U.S. expects the smallest US wheat crop since 1972

Bread is about to get more expensive. The last time U.S. farmers brought in a wheat harvest this small, Richard Nixon was still president. The USDA told farmers on Monday that the 2026/27 crop will come in around 1.561 billion bushels, a drop of more than 400 million bushels from last year and the worst showing since 1972.

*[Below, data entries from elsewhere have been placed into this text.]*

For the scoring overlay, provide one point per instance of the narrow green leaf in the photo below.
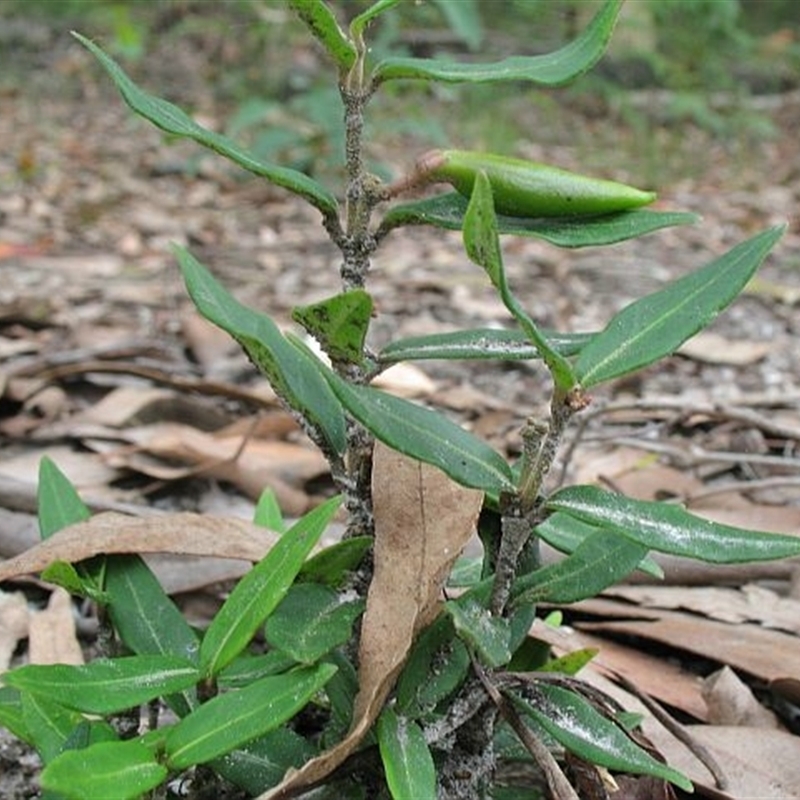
(464, 19)
(264, 761)
(48, 723)
(268, 512)
(599, 561)
(407, 761)
(339, 324)
(105, 686)
(565, 533)
(425, 435)
(333, 565)
(552, 69)
(11, 716)
(148, 621)
(488, 636)
(311, 621)
(482, 245)
(174, 120)
(111, 770)
(65, 575)
(322, 23)
(296, 379)
(447, 211)
(247, 669)
(480, 343)
(573, 722)
(258, 593)
(670, 529)
(58, 503)
(230, 720)
(571, 663)
(655, 326)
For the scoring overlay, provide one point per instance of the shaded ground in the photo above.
(91, 304)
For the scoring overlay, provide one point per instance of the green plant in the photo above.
(418, 700)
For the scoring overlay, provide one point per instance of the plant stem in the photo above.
(357, 245)
(540, 445)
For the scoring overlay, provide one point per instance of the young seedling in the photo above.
(418, 700)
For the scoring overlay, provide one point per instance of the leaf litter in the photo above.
(92, 308)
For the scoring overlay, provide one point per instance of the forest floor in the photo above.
(106, 368)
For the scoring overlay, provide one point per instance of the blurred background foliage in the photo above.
(674, 66)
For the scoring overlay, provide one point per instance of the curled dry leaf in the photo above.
(52, 638)
(182, 534)
(14, 620)
(423, 520)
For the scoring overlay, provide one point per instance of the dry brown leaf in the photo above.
(763, 653)
(183, 533)
(52, 638)
(209, 344)
(730, 702)
(14, 618)
(759, 764)
(712, 348)
(84, 470)
(171, 451)
(658, 677)
(751, 603)
(423, 520)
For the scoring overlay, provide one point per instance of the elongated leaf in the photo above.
(230, 720)
(425, 435)
(436, 668)
(111, 770)
(295, 379)
(482, 244)
(670, 529)
(407, 761)
(58, 503)
(248, 669)
(260, 590)
(105, 686)
(656, 325)
(174, 120)
(599, 561)
(311, 621)
(447, 211)
(565, 533)
(481, 343)
(552, 69)
(332, 565)
(573, 722)
(264, 761)
(147, 620)
(321, 22)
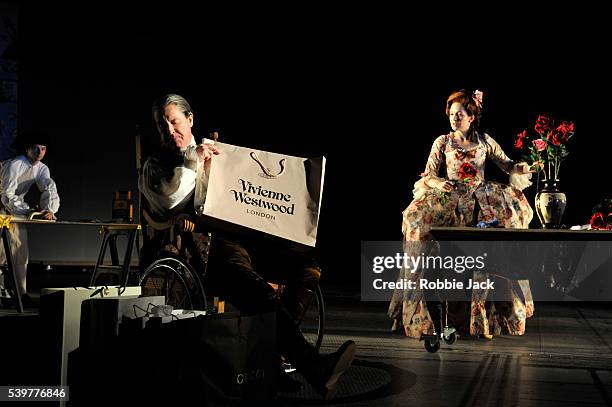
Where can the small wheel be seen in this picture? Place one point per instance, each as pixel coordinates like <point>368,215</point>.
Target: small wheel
<point>450,339</point>
<point>176,281</point>
<point>313,323</point>
<point>432,346</point>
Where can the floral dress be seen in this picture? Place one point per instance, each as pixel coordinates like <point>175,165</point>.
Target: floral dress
<point>431,207</point>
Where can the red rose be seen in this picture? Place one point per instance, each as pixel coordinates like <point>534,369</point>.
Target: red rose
<point>539,144</point>
<point>609,221</point>
<point>543,124</point>
<point>555,137</point>
<point>467,171</point>
<point>518,141</point>
<point>597,221</point>
<point>565,130</point>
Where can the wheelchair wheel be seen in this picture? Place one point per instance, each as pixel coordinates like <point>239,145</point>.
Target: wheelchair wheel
<point>176,281</point>
<point>313,324</point>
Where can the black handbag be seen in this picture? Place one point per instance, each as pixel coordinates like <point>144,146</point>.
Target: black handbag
<point>213,360</point>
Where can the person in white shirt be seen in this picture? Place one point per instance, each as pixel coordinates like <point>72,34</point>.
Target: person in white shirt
<point>17,175</point>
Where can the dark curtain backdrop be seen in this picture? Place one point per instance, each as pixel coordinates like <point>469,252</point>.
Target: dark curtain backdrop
<point>366,92</point>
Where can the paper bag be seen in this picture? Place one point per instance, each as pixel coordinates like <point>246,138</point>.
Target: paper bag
<point>272,193</point>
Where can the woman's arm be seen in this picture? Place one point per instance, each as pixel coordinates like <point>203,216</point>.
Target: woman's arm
<point>520,174</point>
<point>430,177</point>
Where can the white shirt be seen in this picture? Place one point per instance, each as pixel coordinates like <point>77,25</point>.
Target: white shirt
<point>17,175</point>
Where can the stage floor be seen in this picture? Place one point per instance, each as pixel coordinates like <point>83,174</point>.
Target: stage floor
<point>564,359</point>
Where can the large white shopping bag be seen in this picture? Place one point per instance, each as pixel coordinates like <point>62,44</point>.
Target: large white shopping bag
<point>272,193</point>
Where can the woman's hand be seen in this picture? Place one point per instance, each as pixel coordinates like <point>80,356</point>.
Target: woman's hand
<point>524,168</point>
<point>442,185</point>
<point>206,151</point>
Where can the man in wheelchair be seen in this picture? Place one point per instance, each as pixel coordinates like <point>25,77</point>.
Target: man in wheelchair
<point>232,266</point>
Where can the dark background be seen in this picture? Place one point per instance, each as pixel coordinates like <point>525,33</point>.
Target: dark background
<point>367,91</point>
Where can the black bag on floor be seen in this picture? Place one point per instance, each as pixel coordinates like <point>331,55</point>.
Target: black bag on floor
<point>214,360</point>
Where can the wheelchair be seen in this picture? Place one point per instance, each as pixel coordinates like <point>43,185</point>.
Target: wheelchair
<point>174,278</point>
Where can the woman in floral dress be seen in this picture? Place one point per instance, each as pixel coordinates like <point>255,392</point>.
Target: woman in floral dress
<point>450,199</point>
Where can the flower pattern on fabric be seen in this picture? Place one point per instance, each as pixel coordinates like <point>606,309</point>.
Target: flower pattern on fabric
<point>432,207</point>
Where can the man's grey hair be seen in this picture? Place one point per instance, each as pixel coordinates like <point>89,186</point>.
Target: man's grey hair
<point>171,99</point>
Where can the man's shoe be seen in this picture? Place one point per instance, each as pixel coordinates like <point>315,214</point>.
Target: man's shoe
<point>287,384</point>
<point>324,374</point>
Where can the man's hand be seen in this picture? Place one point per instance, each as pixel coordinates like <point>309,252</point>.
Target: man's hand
<point>48,215</point>
<point>206,151</point>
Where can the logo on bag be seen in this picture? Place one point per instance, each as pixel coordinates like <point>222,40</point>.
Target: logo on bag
<point>268,172</point>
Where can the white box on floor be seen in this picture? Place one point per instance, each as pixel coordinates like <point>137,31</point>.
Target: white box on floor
<point>60,312</point>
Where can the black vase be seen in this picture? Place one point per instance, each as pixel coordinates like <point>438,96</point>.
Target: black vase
<point>550,204</point>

Most of the damage is in hard red winter wheat. That is the variety in most of the country's bread flour, and Reuters reports its production will drop 25% from a year earlier — the lowest level since 1957. In Texas and Oklahoma, growers are walking away from their fields; roughly a third of planted acres are being abandoned. Only 28% of the winter wheat crop rates good-to-excellent in this week's USDA report, the worst reading in four growing seasons.

Drought is just one problem for farmers. Fuel and fertilizer prices have spiked since Iran closed the Strait of Hormuz, and Trump's tariff fights have raised the cost of nearly every other input. Many growers responded by shifting to soybeans, which need less fertilizer. The catch is that China, the world's biggest soy buyer, has cut its U.S. orders to a trickle.

Wheat traders reacted immediately. Kansas City July futures jumped to $7.50 a bushel, a price not seen since 2023, and the USDA bumped its projected farm-gate price by $1.50. Sam Kieffer of the National Association of Wheat Growers said farmers are still facing "stubbornly high input costs, ongoing uncertainty."